Aşıka eder nâz ü istina
Soyluğu alemde destanlıdır.
Dayanılmaz işvesine nazına
Nice tercümanlar gelir firkate
Karşı durup konuşulmaz yüzüne
Çekilmez vakarı çok ilivamlıdır.
Lahuri şal başında sırma saçağı ,
Mengüşe küpeler döver yanağı
Ilıca kaymağı sakak bukağı
Hışı gerdanda hali şanlıdır.
Giyinmiş endamı türlü libası
Hiç adam kıyar mı böyle zıbayı
Fehmi derki aklım verdim yağıya
Siyah geysuları perişanlıdır.
Âşık Fehmi, Şah İsmail devri şairlerindendir.
Muza Han
Her sabah, her sabah meydan yerine
Han yıldızı gibi doğarsın dilber
Yüzün şems-ü kamer dudak bal eker
İkindi güneşi gibi ağarsın dilber
Kurulmuştur bu dünyanın bünyanı
Elif’in kur’an'a yakışır adı
Verseler Mısır’ı, Şam’ı, Bağdad’ı
Kisreyi Kişmiri değersin dilber
Aşık şeyh derler destan düzene
Kalem ile kaşın gözün yazana
Seni dünya ile koydum mizana
Yine bir tarafa ağarsın dilber
GELİN ÖĞMESİ
Giyinir alını
Gelir salını
Saray kadını
Sevdiğim mübarek olsun
Giydiği aldır
Al dudak baldır
Sevdiğim canım hoş geldin
Sen sefa geldin
Giydiği atlas
İğneler batmaz
Yalınız yatmaz
Sevdiğim canım hoş geldin
Sen sefa geldin
Ağıtlar
Ölüm üzerine yakılmış türkülerdir.

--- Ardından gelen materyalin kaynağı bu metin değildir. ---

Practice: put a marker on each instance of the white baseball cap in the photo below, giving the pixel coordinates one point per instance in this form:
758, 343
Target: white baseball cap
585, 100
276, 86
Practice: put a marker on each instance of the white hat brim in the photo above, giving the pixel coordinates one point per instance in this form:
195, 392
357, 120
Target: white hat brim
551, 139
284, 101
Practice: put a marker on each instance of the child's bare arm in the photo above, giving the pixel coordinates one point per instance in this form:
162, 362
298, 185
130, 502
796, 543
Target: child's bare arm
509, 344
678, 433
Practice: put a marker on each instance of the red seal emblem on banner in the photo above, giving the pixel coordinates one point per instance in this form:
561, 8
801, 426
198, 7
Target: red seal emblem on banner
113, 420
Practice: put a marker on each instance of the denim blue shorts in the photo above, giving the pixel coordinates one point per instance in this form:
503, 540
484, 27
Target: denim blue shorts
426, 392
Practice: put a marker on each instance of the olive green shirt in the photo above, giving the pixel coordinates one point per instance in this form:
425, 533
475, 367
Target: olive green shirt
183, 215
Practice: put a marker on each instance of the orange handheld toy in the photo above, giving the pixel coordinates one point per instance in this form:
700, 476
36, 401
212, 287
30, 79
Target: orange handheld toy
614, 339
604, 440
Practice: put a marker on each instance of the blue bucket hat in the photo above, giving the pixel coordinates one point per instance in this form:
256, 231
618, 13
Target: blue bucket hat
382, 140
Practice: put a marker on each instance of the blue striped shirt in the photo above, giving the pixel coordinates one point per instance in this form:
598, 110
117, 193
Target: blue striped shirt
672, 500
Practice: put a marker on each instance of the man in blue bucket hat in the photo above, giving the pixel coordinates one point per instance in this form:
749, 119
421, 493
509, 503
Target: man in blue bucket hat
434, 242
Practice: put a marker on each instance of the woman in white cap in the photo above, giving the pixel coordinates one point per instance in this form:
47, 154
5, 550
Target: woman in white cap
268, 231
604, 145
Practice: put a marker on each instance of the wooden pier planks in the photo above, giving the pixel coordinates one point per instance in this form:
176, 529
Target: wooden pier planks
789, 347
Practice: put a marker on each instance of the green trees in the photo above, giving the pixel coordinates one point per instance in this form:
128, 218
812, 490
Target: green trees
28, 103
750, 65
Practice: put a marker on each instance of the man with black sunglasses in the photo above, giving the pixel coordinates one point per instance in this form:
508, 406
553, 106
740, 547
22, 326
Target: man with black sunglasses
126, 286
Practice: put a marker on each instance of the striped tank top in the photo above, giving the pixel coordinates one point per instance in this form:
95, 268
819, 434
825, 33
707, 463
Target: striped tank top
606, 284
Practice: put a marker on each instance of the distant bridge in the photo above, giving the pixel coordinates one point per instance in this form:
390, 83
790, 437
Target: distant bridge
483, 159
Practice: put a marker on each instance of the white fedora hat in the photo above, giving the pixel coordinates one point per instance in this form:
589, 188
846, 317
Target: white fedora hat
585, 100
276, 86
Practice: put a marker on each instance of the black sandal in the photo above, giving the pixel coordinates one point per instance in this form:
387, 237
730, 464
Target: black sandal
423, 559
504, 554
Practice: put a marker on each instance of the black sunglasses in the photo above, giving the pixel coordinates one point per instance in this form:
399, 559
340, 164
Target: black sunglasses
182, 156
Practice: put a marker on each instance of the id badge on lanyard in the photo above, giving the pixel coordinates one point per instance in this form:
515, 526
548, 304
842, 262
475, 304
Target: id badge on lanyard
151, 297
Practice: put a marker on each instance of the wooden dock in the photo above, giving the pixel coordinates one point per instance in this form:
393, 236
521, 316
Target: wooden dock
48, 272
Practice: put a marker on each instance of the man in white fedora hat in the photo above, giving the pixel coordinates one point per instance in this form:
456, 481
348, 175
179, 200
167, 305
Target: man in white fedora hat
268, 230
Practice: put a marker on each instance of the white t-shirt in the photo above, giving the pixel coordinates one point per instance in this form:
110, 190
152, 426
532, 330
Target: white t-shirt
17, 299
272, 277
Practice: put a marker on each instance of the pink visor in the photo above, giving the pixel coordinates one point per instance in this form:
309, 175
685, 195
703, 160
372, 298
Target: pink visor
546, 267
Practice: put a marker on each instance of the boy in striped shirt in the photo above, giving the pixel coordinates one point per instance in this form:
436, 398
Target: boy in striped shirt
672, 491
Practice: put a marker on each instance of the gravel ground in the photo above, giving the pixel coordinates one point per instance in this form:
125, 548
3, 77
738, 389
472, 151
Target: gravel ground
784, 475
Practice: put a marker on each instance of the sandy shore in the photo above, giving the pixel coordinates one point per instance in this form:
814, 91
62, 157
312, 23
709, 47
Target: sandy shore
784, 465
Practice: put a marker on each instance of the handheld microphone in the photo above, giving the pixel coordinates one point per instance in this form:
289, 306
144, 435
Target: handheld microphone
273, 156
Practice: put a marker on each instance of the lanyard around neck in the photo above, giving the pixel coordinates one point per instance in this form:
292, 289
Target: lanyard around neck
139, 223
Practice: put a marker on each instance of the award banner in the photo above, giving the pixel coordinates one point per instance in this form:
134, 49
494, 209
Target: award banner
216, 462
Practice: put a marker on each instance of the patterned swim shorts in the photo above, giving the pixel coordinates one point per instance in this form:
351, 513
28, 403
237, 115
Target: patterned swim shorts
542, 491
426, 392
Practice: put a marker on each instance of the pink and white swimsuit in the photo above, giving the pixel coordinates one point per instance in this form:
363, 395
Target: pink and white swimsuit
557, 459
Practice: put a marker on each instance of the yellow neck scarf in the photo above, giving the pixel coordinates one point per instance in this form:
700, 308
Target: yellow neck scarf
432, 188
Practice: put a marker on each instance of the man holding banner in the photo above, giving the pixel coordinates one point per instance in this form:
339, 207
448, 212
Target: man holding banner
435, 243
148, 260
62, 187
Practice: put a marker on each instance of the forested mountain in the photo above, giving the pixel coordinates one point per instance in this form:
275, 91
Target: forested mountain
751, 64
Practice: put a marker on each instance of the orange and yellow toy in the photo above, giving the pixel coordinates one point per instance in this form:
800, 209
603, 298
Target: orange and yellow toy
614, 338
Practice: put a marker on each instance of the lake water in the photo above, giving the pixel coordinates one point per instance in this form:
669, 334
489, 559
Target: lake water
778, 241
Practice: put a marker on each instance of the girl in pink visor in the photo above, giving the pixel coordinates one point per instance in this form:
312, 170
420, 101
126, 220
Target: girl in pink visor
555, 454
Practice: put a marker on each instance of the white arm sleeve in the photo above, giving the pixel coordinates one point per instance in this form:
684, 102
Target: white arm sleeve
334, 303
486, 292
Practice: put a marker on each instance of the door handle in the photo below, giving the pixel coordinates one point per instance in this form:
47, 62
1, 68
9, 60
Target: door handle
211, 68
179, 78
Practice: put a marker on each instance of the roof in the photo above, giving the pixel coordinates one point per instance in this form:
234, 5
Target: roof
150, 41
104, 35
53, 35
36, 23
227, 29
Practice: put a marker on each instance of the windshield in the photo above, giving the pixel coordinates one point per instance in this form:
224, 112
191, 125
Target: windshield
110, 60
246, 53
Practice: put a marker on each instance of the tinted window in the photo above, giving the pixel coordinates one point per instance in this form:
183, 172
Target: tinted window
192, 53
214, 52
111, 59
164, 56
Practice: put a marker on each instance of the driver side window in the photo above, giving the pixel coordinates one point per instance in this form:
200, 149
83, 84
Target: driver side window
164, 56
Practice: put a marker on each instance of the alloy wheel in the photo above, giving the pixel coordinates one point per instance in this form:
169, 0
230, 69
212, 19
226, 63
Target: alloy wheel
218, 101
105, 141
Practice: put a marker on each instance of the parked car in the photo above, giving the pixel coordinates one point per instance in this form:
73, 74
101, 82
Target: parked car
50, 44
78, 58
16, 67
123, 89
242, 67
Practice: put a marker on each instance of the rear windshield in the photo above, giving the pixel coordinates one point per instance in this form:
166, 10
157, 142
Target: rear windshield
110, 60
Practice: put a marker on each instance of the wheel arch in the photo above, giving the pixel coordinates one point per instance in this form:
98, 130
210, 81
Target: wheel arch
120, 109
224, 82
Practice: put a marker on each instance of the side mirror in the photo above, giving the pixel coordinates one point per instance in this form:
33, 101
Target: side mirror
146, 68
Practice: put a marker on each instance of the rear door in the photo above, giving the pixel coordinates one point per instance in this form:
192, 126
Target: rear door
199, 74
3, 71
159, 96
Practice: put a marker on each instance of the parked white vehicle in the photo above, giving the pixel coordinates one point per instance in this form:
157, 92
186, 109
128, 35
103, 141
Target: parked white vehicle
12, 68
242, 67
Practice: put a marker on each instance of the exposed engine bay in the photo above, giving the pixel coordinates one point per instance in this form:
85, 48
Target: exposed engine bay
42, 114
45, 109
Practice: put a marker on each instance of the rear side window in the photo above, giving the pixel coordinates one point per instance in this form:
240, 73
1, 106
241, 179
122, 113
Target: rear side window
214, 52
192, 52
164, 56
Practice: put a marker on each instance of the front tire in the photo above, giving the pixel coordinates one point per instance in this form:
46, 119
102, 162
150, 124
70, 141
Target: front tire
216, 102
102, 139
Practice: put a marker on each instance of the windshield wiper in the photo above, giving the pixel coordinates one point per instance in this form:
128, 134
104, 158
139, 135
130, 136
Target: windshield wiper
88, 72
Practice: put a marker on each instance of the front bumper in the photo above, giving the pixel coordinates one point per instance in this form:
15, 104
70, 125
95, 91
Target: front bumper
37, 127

Melodik yönden gayet içli ve kederlidirler. Genellikle olay ele alınarak yazılır. Yiğit, sevilen, sofrası açık kişi, iyilik sever kişiler üzerine düzenlenir. Bu türküler bazı halde usulsüz uzun hava şeklinde olduğu gibi bazen de belirli bir usulü, kalıbı, içinde oturtulmuştur. Ölümün yası daima saklı bir tema ile işlenir. İç acısı ve yası dıştan ziyade kalpde duyurulmaya çalışılır.
Hüseyin Ağa
(Arkıklı Mavinin oğlu)
Elli değil altmış değil yüz gündür.
Al yanakta kara zülüf düzgündür.
El vurma tabib yaralarım azgındır,
Sen benim yaramı sarabilmezsin
Hani benim çalgılarım sazlarım
Yarım yok ki kime edem nazlarım
Ağlasana kör olası gözlerim
Sen artık onu görebilmezsin
Kır ata binipte dağlar taşlar gezmişim
Kalem alıp gözün kaşın yazmışım
Ağlatana kömür gözlü Emişim
Sen artık beni görebilmezsin
Ağa der ki belim büküldü
Eğildi kametim zırhım söküldü
Ömrüm sarayından bir kor yıkıldı
Sen onun bir taşını koyabilmezsin.
HÜSEYİN AĞA
(Cekkelî Mecit' Ağanın babası Kazlı aşiretinin ağası)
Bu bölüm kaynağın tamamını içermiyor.